我如何阅读大型csv(20G) [英] how do I read a large csv(20G)

查看:94
本文介绍了我如何阅读大型csv(20G)的处理方法,对大家解决问题具有一定的参考价值,需要的朋友们下面随着小编来一起学习吧!

问题描述

我是python的新用户.我的问题是:

I am a new user of python.my problem is this:

我有三个csv文件(每个文件约15G,有三列),我想将它们读入python并删除dur = 0的行我的csv就是这样.

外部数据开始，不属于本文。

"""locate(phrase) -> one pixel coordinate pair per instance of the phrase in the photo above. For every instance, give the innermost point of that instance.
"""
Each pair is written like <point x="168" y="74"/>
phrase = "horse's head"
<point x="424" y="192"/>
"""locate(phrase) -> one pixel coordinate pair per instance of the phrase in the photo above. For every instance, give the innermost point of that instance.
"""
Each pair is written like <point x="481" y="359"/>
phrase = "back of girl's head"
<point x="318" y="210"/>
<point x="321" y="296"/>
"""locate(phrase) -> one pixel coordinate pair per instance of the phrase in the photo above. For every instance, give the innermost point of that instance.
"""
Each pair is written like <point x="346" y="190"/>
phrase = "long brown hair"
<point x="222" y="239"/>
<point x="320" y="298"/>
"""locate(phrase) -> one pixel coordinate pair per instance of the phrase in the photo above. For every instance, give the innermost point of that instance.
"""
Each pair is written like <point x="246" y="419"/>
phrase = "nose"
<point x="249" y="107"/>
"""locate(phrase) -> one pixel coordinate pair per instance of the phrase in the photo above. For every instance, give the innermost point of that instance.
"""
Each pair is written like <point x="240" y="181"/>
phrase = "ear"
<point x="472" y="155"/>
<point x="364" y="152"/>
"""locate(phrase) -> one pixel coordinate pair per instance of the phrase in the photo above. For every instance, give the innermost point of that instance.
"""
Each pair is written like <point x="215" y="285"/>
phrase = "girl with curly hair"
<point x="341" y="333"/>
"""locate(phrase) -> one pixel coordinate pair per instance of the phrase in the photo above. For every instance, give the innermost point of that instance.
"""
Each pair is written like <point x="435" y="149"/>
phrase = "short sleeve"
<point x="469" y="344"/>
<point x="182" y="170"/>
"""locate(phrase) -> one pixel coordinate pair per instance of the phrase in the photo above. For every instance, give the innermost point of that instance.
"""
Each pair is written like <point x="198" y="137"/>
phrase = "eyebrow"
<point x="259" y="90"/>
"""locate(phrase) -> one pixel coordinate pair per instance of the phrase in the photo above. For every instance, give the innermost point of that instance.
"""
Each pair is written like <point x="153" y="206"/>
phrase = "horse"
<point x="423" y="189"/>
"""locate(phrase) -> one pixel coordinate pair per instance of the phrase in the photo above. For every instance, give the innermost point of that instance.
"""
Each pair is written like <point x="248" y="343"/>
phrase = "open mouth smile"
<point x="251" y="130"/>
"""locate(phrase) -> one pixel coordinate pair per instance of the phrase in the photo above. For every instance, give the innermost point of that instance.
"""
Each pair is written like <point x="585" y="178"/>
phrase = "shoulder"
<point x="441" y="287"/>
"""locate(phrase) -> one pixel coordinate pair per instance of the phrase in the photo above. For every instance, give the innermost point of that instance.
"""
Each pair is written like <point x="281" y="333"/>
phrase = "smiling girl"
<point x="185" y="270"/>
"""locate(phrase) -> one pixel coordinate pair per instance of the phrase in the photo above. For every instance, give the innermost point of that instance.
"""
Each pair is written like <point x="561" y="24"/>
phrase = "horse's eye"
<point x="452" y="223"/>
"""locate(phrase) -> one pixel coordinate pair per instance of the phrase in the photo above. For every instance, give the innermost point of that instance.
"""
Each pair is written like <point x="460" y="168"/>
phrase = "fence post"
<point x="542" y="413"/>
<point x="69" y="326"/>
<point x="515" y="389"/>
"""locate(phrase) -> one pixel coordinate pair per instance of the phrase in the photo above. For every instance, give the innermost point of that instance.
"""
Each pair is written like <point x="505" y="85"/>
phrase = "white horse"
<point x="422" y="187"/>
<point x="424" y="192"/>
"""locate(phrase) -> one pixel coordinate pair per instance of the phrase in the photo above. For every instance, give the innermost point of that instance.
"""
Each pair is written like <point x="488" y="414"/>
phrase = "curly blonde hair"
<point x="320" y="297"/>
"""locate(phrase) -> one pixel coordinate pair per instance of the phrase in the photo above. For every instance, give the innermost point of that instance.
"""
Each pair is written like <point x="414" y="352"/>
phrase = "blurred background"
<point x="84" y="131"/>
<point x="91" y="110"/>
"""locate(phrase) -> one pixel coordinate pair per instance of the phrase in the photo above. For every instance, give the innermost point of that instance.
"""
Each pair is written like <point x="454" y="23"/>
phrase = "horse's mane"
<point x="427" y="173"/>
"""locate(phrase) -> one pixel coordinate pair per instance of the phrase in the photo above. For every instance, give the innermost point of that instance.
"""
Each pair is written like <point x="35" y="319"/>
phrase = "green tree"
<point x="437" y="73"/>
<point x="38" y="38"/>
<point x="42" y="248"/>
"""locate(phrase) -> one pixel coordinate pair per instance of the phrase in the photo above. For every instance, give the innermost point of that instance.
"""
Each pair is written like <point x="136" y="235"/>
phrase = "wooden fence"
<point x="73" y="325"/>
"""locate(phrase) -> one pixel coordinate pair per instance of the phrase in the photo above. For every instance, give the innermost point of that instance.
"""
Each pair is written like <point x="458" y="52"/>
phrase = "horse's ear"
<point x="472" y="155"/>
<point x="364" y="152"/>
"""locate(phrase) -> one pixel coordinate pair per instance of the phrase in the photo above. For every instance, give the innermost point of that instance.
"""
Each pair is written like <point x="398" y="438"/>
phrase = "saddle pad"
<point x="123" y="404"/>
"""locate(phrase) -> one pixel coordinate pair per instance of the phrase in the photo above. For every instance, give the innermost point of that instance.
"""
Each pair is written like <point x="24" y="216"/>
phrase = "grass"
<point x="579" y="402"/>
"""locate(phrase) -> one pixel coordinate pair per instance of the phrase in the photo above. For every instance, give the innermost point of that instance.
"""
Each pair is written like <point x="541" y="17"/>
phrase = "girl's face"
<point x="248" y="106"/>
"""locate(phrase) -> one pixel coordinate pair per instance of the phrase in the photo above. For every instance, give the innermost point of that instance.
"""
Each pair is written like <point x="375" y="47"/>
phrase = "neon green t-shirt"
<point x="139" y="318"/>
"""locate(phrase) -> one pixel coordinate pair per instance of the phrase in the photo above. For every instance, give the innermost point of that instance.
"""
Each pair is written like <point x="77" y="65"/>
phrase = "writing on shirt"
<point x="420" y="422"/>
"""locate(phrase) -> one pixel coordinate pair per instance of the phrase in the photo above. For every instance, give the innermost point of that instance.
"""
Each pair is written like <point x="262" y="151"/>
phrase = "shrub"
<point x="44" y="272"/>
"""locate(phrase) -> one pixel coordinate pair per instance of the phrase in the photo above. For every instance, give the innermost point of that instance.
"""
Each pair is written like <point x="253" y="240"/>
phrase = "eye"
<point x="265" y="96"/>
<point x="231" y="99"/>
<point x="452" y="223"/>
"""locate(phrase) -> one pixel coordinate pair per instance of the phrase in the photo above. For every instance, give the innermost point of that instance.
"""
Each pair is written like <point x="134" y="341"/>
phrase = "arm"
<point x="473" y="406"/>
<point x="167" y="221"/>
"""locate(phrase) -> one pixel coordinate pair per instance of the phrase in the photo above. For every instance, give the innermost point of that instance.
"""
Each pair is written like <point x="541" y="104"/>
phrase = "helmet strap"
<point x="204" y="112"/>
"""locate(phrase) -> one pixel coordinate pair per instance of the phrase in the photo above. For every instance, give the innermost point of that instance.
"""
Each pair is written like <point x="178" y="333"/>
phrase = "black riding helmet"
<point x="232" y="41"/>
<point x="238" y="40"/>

I have three csv files (each is about 15G, and has three columns), and I want to read them into python and get rid of rows which dur=0 my csv is like this.

sn_fx   sn_tx   dur
5129789 3310325 2
5129789 5144184 1
5129789 5144184 1
5129789 5144184 1
5129789 5144184 1
5129789 6302346 4
5129789 6302346 0

我知道我应该逐行阅读,并且我会这样尝试:

I know I should read line by line , and I try like this :

file='cmct_0430x.csv'
for line in file.xreadlines():
    pass

但似乎不起作用.

此外,我不知道如何使这些行转换为数据框.

Besides, I do not know how to make these lines transform into a dataframe.

有人可以向我显示更多详细信息,我将非常感谢您!

Could someone show me more details about this, I will appreciate you very much!

推荐答案

您应该使用熊猫.并读取适当大小的 chunks 中的csv(已处理的行数).然后使用 concat 来获取所有块.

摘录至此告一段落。